Gap and Gatorade’s version of “how it’s really done” is straight out of the 90s marketing playbook: build brand affinity (over time) and the rest will follow (eventually). This is a long game of trusting your gut over a spreadsheet of stats, a game they both played for a decade or more when performance marketing metrics didn’t exist and ROIs were laughed at. For them, it worked. Some might even say that the brand foundations that Gap and Gatorade “blindly” built in the 90s are the only things keeping them standing today. So refortifying in the exact same fashion makes a ton of sense. And, they have two things on their side:
I read an article recently by the CMO of Jones Road, Cody Plofker, for Triple Whale, the company that promises to cut through all of the noise and false attribution in social and digital marketing (they’re good— by far the most recommended data partner when I was doing this work at Nyssa). He essentially validates everything that I’ve been feeling since the iOS privacy changes sent shockwaves through the social and digital marketing landscape a few years ago. I’m paraphrasing here (and also coloring it with my own frustration), but the gist is:
The data coming out of social and digital media platforms is mostly junk, yet these platforms rely on it to both function and make money, so they sell it to us marketers as the holy grail (i.e. an honest ROI calculator), and therefore we continue to plow money into it because it’s the only thing that’s supposedly “measurable”.

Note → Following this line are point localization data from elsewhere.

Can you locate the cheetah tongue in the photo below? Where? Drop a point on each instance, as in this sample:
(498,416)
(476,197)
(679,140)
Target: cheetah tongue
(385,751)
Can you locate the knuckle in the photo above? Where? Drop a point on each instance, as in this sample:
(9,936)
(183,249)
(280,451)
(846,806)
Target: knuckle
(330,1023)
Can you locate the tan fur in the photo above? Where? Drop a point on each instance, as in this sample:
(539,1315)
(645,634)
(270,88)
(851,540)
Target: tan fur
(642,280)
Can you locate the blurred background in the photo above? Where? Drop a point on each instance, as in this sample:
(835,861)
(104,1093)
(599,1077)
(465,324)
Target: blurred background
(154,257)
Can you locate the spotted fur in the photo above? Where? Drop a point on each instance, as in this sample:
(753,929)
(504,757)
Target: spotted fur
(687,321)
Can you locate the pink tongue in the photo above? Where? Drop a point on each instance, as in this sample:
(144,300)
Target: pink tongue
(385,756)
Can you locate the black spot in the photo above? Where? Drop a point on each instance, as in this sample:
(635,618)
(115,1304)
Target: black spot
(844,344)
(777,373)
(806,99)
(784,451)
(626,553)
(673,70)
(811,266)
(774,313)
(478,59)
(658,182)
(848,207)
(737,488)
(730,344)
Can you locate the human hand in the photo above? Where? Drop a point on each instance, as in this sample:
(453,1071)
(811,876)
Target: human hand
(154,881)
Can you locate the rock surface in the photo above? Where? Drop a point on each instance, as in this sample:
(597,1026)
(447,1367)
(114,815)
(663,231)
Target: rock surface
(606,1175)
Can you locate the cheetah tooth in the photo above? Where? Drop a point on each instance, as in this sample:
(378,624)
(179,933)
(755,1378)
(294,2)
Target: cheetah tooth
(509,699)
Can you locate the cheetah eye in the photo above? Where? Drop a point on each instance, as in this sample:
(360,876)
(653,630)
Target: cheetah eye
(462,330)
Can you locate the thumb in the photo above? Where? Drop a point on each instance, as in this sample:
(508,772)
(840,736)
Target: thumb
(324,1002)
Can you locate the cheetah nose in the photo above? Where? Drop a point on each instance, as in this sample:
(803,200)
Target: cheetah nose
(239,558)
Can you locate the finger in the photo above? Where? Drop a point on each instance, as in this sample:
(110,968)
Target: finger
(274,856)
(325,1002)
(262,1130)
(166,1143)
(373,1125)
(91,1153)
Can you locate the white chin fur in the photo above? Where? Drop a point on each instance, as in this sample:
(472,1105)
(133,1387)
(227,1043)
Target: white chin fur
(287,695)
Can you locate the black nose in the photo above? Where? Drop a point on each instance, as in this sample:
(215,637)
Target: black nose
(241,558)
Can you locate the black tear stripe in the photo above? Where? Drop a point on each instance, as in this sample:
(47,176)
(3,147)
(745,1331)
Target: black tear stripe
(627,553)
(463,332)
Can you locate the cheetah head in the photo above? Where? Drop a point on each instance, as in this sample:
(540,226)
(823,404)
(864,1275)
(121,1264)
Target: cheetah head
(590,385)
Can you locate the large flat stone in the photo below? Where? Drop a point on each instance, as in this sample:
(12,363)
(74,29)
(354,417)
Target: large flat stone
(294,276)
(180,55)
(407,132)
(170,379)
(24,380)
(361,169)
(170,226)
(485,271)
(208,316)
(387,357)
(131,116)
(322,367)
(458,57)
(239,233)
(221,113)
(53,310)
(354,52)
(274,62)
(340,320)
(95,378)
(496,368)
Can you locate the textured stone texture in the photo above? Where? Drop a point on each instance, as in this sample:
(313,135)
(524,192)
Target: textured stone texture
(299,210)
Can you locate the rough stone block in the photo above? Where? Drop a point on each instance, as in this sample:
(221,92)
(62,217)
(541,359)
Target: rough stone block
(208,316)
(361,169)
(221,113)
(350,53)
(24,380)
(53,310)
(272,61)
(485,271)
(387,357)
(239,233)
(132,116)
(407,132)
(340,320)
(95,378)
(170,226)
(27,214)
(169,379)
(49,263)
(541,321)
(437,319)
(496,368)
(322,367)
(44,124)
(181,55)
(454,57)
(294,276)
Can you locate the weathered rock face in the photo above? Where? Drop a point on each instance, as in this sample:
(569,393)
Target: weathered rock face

In Plofker’s actual words “Performance marketing is dead, and brand marketing isn’t."(7) Yup. Performance marketing has been dead as a stand-alone tactic for driving profitable sales growth since mid-2021 when iOS 14.6 came out. Most marketers know this, but have continued to tinker with it because it spews out an obscene amount of data that they (we) want to believe gets them (us) closer to immediate and measurable ROI. I’ve been as sucked-in as the next. But not Gap and Gatorade— or at least not anymore.
I believe their big budget, brand aggrandizing, 90s throwback campaigns are a signal that they’re betting on intuition and experience again. Sure, they’re expecting an eventual and solid return on their investment, but if it doesn’t show-up in tomorrow’s data— that’s ok. It will come. Better to believe in what you know to be true vs. what you want to be true.